There are many differences between AMD and Intel CPUs. But I will be focusing on few to help you decide which one you want.

AMD and Intel both make processors, but where you put it on your motherboard are completely different. Both companies make their processors differently. Since that is the case, the slot on the motherboard has to be different. So be very careful as choosing one or the other kind of locks down what type of CPU and motherboard you can use. Do also keep in mind, some motherboard manufacturers tend to make the same board, but have one version with an AMD slot and one version with Intel’s slot. So make sure you check which slot your CPU needs and get a motherboard with that slot.


As for the price AMD usually seems to be a better choice. At first glance they seem to have way more cores in their CPS at a cheaper price. But in my experience, that is not the case.

If you double the cores in an Intel CPU, and compare it to an AMD CPU.

For example, a 4 core Intel CPU will perform just as well as an 8 core AMD CPU.

Or another way to look at it is, divide the cores in an AMD CPU by half and compare it to an Intel CPU.

For example, a 16 core AMD CPU will perform just as well as an 8 core Intel CPU.

As for price, AMD is usually cheaper, but I personally prefer Intel for my gaming machine. I find AMD is pretty good too! But I tend to use AMD for more media heavy tasks. Such as running a media server, streaming, or rendering and recording videos. Such as my game play from my gaming pc.


I would not recommend that you pick one and stick with it forever tho. Always do your own research. Sometimes a company will come out with a CPU that blows the competition out of the water. The next AMD CPU they come out with could be great at gaming, or the next Intel CPU could be great with multimedia. Always do your research, read and watch reviews. Talk to your peers, and trust your gut. If the other company has a better processor when it is time to upgrade your computer, feel free to go with that one. Pick the best product that suits what you need, not the brand.

Either one you choose will work for you, it is mainly just if you need to push it to its limits. But remember, some CPUs from either company could also just not be what you need and can be either overkill or not enough. So ask around and make sure you plan your build out before buying items.
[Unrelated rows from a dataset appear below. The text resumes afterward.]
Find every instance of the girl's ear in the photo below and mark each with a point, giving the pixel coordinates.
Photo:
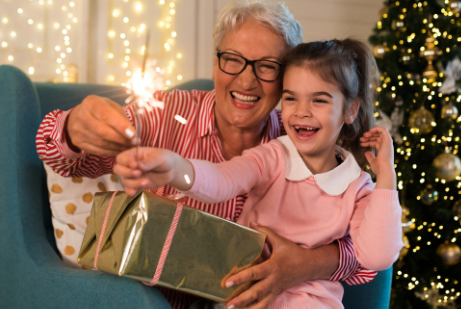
(352, 112)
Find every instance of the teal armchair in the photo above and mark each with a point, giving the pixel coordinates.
(32, 275)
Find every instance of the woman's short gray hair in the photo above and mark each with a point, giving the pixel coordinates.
(273, 13)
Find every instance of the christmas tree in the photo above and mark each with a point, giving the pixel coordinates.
(417, 51)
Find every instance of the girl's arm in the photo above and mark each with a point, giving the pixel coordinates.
(376, 224)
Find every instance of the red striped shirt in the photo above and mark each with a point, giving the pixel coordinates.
(196, 139)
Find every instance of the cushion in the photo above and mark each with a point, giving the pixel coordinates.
(71, 200)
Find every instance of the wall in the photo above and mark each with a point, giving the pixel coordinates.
(91, 22)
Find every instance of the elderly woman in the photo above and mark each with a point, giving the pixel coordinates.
(251, 40)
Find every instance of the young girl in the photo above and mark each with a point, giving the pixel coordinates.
(307, 186)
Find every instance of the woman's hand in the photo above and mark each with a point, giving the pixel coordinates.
(99, 126)
(156, 168)
(382, 164)
(288, 266)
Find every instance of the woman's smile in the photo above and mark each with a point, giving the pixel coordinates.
(244, 100)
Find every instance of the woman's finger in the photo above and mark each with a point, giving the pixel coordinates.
(137, 183)
(127, 158)
(113, 115)
(126, 172)
(97, 140)
(90, 148)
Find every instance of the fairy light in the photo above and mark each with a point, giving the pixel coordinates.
(130, 39)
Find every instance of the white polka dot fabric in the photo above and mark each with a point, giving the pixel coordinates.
(71, 200)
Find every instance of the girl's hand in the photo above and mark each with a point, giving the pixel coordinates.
(156, 168)
(288, 265)
(382, 164)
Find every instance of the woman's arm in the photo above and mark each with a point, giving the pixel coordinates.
(84, 140)
(199, 179)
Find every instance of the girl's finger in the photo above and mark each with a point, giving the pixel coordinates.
(130, 191)
(371, 144)
(263, 303)
(255, 293)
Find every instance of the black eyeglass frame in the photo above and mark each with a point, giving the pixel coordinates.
(252, 63)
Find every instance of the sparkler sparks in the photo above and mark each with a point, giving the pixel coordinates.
(141, 87)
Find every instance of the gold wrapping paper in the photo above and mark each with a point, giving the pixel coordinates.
(205, 249)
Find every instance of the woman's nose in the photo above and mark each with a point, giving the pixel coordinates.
(248, 78)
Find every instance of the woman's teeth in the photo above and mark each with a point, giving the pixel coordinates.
(244, 99)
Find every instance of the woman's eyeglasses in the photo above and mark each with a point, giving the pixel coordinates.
(265, 70)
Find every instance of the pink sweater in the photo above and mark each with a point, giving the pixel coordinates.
(310, 210)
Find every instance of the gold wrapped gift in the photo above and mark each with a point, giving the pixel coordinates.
(205, 249)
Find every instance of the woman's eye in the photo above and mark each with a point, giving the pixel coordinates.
(320, 101)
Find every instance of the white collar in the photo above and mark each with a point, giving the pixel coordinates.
(333, 182)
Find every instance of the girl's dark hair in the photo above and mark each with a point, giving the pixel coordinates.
(351, 66)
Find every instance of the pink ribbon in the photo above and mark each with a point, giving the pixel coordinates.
(168, 240)
(101, 236)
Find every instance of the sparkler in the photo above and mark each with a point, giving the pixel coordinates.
(141, 87)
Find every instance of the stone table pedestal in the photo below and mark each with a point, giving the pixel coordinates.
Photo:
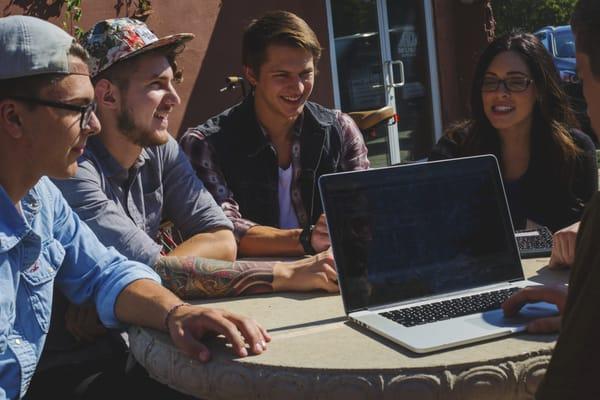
(316, 354)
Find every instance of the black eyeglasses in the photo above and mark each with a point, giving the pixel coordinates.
(86, 111)
(514, 84)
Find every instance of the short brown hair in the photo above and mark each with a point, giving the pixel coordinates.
(120, 72)
(279, 28)
(585, 23)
A good rule of thumb, is to look at what you want to do, for example gaming. Look at the “recommended” specs, not the “minimum” specs. If you match or go higher than what the game “recommends”, you will be fine. If you go with the bare minimum needed. It can play the game but it might not be enjoyable. It might be slow, or the graphics may need to be turned wayyy down. On the other side tho, if you buy a CPU that is way to high it is kinda like having a F1 race car and deciding to only drive it in the city. Sure it will get you from place to place, but it is kinda a waste. It has been built to race and you will be keeping it at the speed limit of the city streets. Which is significantly lower than a race track.